После уроков "татарские", как и обычно, заступили нам дорогу. Но мы стояли тесной стенкой, а вперед вышел Ленька. На него тотчас грудью попер "татарский" вожак, но Ленька размахнулся и ударил его кулаком прямо в лицо. Оно вмиг залилось кровью, вожак зашатался, вся его ватага дрогнула, мы насели, крикнули "Ура!" – и в несколько секунд разогнали "татарских" так же, как они до этого разгоняли нас.
Удивительно, однако этого случая вполне хватило для нашего избавления от "татарского ига". Между тем, мы сплотились, почувствовали себя если не коллективом, то ватагой, и я был в ней не хуже прочих. А бедному Гуревичу не суждено было это испытать: не дождался, недотерпел…
Но хотя в школе я обрел, наконец. относительное спокойствие, вокруг царила враждебность.
…Иду по улице. Навстречу – женщина, рядом с нею – крупный подросток лет 16-и – 17-и почти юноша. Мне и в голову не приходит, что эти мирные прохожие (на вид – мама с сыном или тетя с племянником) чем-то опасны. Но, поровнявшись со мною, парень вытягивает руку на уровне моего лица и кулаком разбивает мне губы в кровь. А дальше… оба проходят, даже не оглянувшись! Я стою окровавленный, смотрю им вслед изумленно кричу: "За что?!", но ответа не получаю. ("Не ходи босой, дурак!" – крикнул в подобном случае в ответ на такой же вопрос казак-погромщик огретому им нагайкой еврею… Но то был хотя и издевательски нелепый, а все-таки ответ… На мой же вопрос ни мой обидчик, ни его спутница даже не оглянулись, и носом не повели!)
… Иду в гости к своей подружке Эльзе – дочке Розы Борисовны Сироты. Они живут на четвертом этаже. Стучу в знакомую дверь, открывает ее вовсе незнакомый парень – тоже подросток, но на несколько лет старше меня. Окинув взглядом, вежливо приглашает:
"Проходи!" – и жестом указывает на знакомую мне комнату. Иду через небольшой коридор коммунальной квартиры и думаю: кто это? Тоже гость – или их сосед? Между тем, он уже распахнул дверь комнаты и ждет, когда я войду. Пропустив вперед, входит сам и… запирает изнутри дверь на ключ. Я уже заметил: комната – другая, не Эльзина! Я ошибся этажом – постучался в квартиру на третьем, а мне нужен четвертый… Рвусь назад – но он положил ключ к себе в карман, и я в руках врага! Злыми, беспощадными глазами смотрит он на меня – и произносит злорадно:
– Попался, жидяра?!
– Пусти! – сдавленным голосом отвечаю я, прекрасно понимая, что просто так он меня не выпустит. Сердце между тем ухнуло вниз – до пяток не дошло, но барахтается где-то посредине. Парень – угрюмо:
– Давай деньги!
– У меня нет, честное слово!
Но он не верит:
– А если найду?
– Ищи!
Он добросовестно, как таможенник, вывернул мне карманы (писано в 1983 году – тогда я еще не знал, что таможенники по карманам обычно не лазят. – Примечание 1999 г.). Но,не найдя ни копейки, разозлился, дал мне подзатыльник, отпер дверь, распахнул ее и пинком под зад выгнал меня в коридор. Не правда ли: я дешево отделался?

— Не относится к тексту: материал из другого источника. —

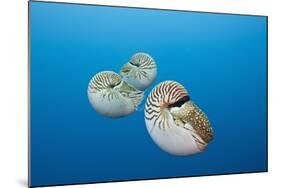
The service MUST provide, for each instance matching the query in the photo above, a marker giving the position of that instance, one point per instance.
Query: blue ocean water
(219, 58)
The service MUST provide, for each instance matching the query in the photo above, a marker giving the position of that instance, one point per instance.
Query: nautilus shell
(174, 122)
(140, 71)
(111, 96)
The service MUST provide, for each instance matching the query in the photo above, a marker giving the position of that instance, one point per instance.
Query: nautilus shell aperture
(140, 71)
(111, 96)
(174, 122)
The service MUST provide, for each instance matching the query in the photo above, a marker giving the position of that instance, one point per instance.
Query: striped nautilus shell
(111, 96)
(174, 122)
(140, 71)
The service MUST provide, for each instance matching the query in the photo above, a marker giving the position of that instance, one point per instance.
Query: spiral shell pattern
(175, 123)
(140, 71)
(111, 96)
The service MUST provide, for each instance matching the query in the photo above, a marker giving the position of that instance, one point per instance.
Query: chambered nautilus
(174, 122)
(140, 71)
(111, 96)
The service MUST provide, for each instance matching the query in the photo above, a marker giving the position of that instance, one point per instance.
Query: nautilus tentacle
(140, 71)
(174, 122)
(111, 96)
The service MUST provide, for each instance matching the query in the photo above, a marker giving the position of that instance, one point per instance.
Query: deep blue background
(220, 59)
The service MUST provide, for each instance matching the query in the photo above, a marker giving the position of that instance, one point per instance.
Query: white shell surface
(109, 95)
(140, 71)
(175, 123)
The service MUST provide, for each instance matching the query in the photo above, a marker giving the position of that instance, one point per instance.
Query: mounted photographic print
(120, 93)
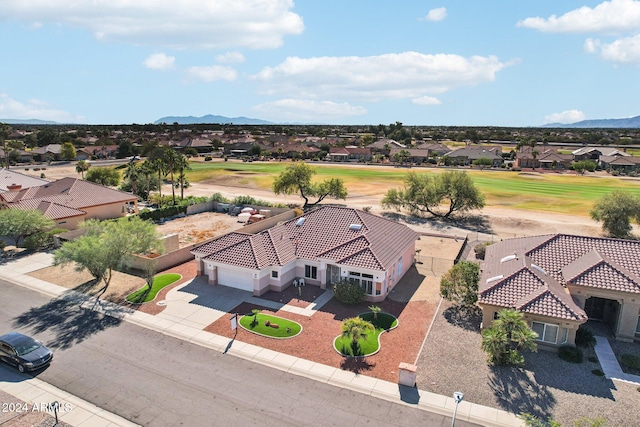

…А вот и еще эпизод. На улице осенью повстречавшийся мне незнакомый взрослый мужчина сорвал с меня кепку и забросил через забор кому-то во двор. Я полез, кепку достал, но неисправимо порвал о забор брюки…
Вот так, с опаской, втягивая голову в плечи, а при возможности обходя встречных, я научился ходить по Златоусту – и от этой привычки долго потом не мог избавиться. Не хочется тревожить прах К, Cимонова, и ведь этот писатель был не из худших, он искренне осуждал юдофобию, но ее последствия, ее тяжкое воздействие на гонимый и презираемый народ полностью осмыслить не мог. Может быть, после такого моего рассказа и ему стало бы понятно, откуда берется у евреев болезненное чувство заостренного внимания к своей национальности… Что понапрасну гадать?!
А теперь, дорогой читатель, после столь ощутимого роздыха, вернемся к плавному, плановому, безмятежному течению жизни.